A greve das universidades brasileiras e a Frente Ampla de Esquerdas

A greve das universidades brasileiras e a Frente Ampla de Esquerdas

Diogo Valença de Azevedo Costa*

colunista_Diogo-ValençaAs universidades brasileiras, federais e estaduais, estão em greve. O movimento envolve servidores técnico-administrativos e docentes. A luta não é apenas por aumento de salário e melhores planos de carreira. Acima de tudo, é a defesa da universidade pública e de qualidade, pelo avanço da pesquisa científica original, que os servidores das duas categorias resolveram cruzar os braços. A pauta de reivindicações é ampla e diz respeito a diversos aspectos da vida acadêmica e universitária.

O país optou por financiar o ensino privado, nos diferentes níveis, com dinheiro público. A luta contra a privatização da educação é antiga e remonta a meados do século passado, quando eclodiu a Campanha em Defesa da Escola Pública (1961). O mais grave, porém, é que não estamos caminhando apenas para a privatização da educação, mas nos submetemos a um padrão dependente de desenvolvimento cultural, tecnológico e científico. Segundo afirmação desastrosa de um ex-ministro da educação, importar conhecimento já produzido é mais barato do que construir condições para um desenvolvimento intelectual autônomo.

Não apenas barganhamos nossos recursos naturais e vendemos nossas forças de trabalho por um custo menor para as grandes multinacionais. Negociamos o nosso futuro como nação por uns trocados a mais e rebaixamos o valor de nossa educação pela importação de modelos institucionais, organizacionais e tecnológicos pré-fabricados pelas nações centrais. Isso quer dizer que as questões postas pelas greves das universidades brasileiras são mais gerais e refletem as possibilidades de democratização da nossa sociedade via democratização do conhecimento.

É nesse sentido que as greves das universidades brasileiras devem intensificar esforços de se associar à construção de uma Frente Ampla de Esquerdas. Tal construção já está em curso, tendo emergido dos movimentos sociais mais radicais de luta pela reforma agrária e por uma política habitacional digna. O objetivo da Frente seria político, mas não eleitoreiro. Os seus principais adversários seriam o conjunto do empresariado vinculado ao grande capital internacional, à especulação financeira e à superexploração da força de trabalho. No caso brasileiro, país de origem colonial e de tradição escravocrata, essa Frente deveria também incorporar a luta dos jovens radicais, dos movimentos negros e feministas, contra o paternalismo, o racismo e o patriarcalismo imperantes em nossa sociedade. Todas essas dimensões são fatores de reforço da dominação política dos setores conservadores e devemos incorporar todos esses elementos de revolta numa perspectiva anticapitalista.

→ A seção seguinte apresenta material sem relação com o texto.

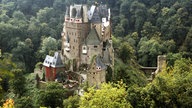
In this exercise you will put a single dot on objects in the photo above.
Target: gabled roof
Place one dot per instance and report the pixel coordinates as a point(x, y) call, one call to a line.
point(54, 61)
point(93, 38)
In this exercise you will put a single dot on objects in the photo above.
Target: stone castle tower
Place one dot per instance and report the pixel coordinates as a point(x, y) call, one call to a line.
point(86, 40)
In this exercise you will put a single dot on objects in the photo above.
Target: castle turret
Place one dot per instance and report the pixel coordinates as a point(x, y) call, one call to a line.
point(78, 18)
point(67, 17)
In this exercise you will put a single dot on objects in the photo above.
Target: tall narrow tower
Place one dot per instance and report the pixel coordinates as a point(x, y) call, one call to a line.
point(86, 34)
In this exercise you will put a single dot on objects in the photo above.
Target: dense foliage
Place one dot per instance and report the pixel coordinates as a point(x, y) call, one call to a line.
point(142, 30)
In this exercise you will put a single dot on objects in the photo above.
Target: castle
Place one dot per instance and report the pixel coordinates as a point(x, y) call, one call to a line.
point(87, 46)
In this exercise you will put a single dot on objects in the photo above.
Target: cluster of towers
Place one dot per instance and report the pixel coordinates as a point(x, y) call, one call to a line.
point(86, 41)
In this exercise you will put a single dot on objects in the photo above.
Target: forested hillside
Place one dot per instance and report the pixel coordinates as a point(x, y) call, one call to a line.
point(142, 30)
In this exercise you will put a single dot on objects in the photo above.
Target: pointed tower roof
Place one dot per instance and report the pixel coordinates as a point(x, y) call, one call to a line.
point(57, 62)
point(78, 15)
point(67, 12)
point(93, 38)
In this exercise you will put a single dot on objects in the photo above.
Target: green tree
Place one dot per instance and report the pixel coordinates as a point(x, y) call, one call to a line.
point(126, 52)
point(53, 95)
point(23, 54)
point(71, 102)
point(108, 96)
point(17, 83)
point(48, 45)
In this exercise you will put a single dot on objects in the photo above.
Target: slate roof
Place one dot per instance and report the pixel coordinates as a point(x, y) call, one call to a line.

Estamos enfrentando uma das mais terríveis ofensivas conservadoras no plano político, que hoje se revela de maneira concentrada no parlamento e no judiciário. As manobras pela aprovação da redução da maioridade penal e as mudanças no estatuto da família são bons indicadores desse quadro histórico desfavorável para as forças progressistas do País. Há uma grave ameaça ao nosso precário estado democrático de direito, com ampla mobilização de setores reacionários e conservadores da sociedade civil, das elites das classes dirigentes e dos setores médios a elas subordinados.

O quadro é grave e a situação exige que os diferentes setores da esquerda sejam capazes de deixar de lado suas divergências doutrinárias, a fim de construir uma necessária unidade de lutas das classes trabalhadoras e demais camadas subalternas. Os servidores das universidades federais dariam um bom exemplo se começassem agora a intensificar seus esforços de aproximação com os movimentos sociais de luta pela reforma agrária e pela democratização da moradia. Essa ponte de aproximação com os movimentos sociais já existe, é preciso agora reforçá-la. Ou fazemos isso, ou as greves das universidades brasileiras jamais serão capazes de furar o boicote dos meios de comunicação da massa e dos partidos políticos conservadores.

O caminho para o País não são greves localizadas, de categorias específicas de trabalhadores. Essas greves são importantes e ajudam a manter viva a chama da luta. O movimento que começa a se esboçar entre os petroleiros, pela defesa do pré-sal e da Petrobrás, sinaliza para uma ampliação das possibilidades de contestação política. O que os servidores das universidades federais poderiam fazer agora seria o esforço de construção com diversas categorias de trabalhadores, dos setores público e privado, a fim de edificar um projeto alternativo de nação, para o conjunto do povo brasileiro e não para uma rala minoria dos mais ricos e poderosos.


* Professor de Sociologia da Universidade Federal do Recôncavo da Bahia (UFRB).